Claudio Ricci (consigliere regionale dell’Umbria) osserva che rispetto ai 6500 Km di strade, che configurano la rete principale viaria regionale, “solo” il 14% sono di “competenza regionale” mentre ben il 77% sono di tipo “comunale e provinciale” le cui istituzioni non riescono più a sostenere gli oneri di manutenzione (soprattutto “straordinari”), a causa delle sempre più limitate risorse economiche, e quindi non possono più assicurare adeguati livelli di sicurezza, qualità della viabilità stradale nonché sostegno allo sviluppo di attività socio economiche e turistiche.Continuamente vengono segnalate, da molti luoghi della Regione Umbria, infrastrutture stradali con urgenti necessità di opere di riqualificazione (come la segnalazione recente della strada regionale SR 444 “del Subasio”, da Gualdo Tadino ad Assisi, lunga oltre 33 km le cui competenze sono passate, dal 2001, da ANAS alla Regione per poi essere “trasferite” alla Provincia di Perugia).

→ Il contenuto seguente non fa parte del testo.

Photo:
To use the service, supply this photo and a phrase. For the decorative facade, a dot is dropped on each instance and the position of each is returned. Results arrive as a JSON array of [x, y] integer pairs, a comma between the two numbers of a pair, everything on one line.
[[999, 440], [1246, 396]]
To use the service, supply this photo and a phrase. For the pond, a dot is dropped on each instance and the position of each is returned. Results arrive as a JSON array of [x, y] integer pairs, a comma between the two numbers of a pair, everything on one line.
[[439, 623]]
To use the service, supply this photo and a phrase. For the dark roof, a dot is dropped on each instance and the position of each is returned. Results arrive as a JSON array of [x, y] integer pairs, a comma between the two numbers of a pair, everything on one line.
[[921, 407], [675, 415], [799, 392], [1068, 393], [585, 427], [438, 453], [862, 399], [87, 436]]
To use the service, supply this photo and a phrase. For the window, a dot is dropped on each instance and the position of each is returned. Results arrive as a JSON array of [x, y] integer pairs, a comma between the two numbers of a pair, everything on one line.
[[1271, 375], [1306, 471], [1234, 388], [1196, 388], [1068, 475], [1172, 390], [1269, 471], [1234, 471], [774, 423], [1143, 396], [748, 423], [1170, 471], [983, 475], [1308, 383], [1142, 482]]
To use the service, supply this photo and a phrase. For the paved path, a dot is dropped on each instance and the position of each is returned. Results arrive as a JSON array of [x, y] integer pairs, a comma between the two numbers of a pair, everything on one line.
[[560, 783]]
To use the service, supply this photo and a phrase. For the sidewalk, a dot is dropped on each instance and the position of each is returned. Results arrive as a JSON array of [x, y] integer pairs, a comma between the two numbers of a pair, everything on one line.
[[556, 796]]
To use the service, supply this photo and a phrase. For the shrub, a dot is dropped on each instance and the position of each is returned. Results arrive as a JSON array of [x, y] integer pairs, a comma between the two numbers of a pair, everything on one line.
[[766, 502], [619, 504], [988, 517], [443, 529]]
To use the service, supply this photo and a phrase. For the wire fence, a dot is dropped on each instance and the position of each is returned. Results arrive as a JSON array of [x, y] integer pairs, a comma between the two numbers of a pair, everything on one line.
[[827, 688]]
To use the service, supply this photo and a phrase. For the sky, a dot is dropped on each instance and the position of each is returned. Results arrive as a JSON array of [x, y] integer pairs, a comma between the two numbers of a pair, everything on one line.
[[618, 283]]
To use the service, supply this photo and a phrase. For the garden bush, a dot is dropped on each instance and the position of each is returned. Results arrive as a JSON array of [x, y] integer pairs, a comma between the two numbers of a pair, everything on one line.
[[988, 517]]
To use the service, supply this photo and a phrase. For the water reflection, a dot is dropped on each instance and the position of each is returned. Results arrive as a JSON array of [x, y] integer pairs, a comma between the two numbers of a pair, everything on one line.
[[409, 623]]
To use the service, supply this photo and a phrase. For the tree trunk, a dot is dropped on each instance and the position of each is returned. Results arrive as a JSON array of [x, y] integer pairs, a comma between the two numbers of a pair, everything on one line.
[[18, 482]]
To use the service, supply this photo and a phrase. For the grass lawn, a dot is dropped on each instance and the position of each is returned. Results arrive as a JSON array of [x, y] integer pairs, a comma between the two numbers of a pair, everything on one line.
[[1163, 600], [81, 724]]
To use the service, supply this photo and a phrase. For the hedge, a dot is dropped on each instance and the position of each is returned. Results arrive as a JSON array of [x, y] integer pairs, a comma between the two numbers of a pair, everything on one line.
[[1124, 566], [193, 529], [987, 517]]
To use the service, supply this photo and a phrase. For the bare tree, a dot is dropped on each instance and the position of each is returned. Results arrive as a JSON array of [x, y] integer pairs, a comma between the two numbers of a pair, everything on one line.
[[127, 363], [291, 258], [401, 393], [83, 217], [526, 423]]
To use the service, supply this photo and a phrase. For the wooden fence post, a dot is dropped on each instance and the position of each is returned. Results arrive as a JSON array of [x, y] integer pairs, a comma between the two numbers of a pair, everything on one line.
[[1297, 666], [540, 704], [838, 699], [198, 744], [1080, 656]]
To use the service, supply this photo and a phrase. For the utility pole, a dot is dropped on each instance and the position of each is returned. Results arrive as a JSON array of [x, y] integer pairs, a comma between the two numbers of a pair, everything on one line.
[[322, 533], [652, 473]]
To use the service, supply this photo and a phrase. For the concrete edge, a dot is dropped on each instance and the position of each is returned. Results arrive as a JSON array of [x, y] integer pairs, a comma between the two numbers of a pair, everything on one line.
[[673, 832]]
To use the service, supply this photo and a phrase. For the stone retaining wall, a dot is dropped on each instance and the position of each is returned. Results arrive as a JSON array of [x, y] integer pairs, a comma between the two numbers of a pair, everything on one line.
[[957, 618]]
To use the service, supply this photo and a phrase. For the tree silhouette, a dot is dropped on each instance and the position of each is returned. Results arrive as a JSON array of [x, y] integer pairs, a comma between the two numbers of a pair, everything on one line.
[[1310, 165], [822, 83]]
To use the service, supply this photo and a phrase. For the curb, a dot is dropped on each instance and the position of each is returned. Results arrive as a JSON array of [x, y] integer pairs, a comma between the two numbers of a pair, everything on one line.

Claudio Ricci (attraverso una “mozione propositiva” presentata in Consiglio Regionale) invita la Giunta ad elaborare, come precedentemente indicato con specifica mozione (n. 650/2016), una ricognizione per la definizione di un piano di interventi di riqualificazione delle strade in Umbria (anche non regionali), indicando priorità e risorse necessarie, come strumento utile per attivare una “specifica richiesta” al Governo nazionale (attraverso il MIT Ministero Infrastrutture e Trasporti).
Inoltre si dovrebbe predisporre, nel bilancio di previsione 2017 (da approntare, probabilmente, entro il mese di ottobre/novembre 2016) e nell’afferente quadro triennale, una posta (previsione economica) di bilancio “doppia”, rispetto a quella del 2016, al fine di sostenere la riqualificazione delle Strade Regionali e, nel quadro di specifiche convenzioni (includenti anche forme di co-finanziamento degli enti locali interessati), il miglioramento di quelle comunali e provinciali (ritenute prioritarie).